W pierwszym meczu rozegranym w Bułgarii Zagłębie miało wielkiego pecha. Brązowi medaliści poprzedniego sezonu byli zespołem lepszym - zwłaszcza w pierwszej połowie - ale Slavii wystarczyła jedna akcja, by zdobyć bramkę i wygrać pierwszy mecz.

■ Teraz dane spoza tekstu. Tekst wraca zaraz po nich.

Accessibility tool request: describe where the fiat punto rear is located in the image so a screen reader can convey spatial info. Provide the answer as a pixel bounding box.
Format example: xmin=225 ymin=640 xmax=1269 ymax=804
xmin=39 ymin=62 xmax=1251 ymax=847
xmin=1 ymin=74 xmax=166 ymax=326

- Jest pewien niedosyt - podkreślał napastnik "Miedziowych" Krzysztof Piątek. - Mieliśmy dużą przewagę w pierwszej połowie i stworzyliśmy sobie dobre sytuacje do strzelenia goli. Przede wszystkim ja miałem, ale zabrakło szczęścia. W drugiej połowie Slavia się mocno cofnęła, a w pierwszej na boisku było więcej miejsca - analizował po meczu w Sofii.
W obozie Zagłębia po pierwszym spotkaniu - co oczywiste - panuje ogromny niedosyt, ale piłkarze są przekonani co do własnej wartości i do rewanżu podchodzą z optymizmem.
- Jeśli wykorzystalibyśmy swoje sytuacje, to rozmawialibyśmy teraz w innych humorach - zaznaczał obrońca Zagłębia Aleksandar Todorovski. - Nadrobimy to w meczu w Lubinie. Mamy lepszy zespół, lepiej gramy w piłkę i strzelimy gola, więc awans jest sprawą otwartą - przekonuje Macedończyk.
W rewanżu Zagłębie musi odrobić jednobramkową stratę z pierwszego spotkania, a to oznacza, że by awansować do II rundy eliminacji Ligi Europy, muszą zwyciężyć różnicą przynajmniej dwóch goli. Każdy inny wynik premiuje Slavię.
Początek meczu w Lubinie w czwartek o godz. 18. Transmisja na żywo na stronie sport.tvp.pl.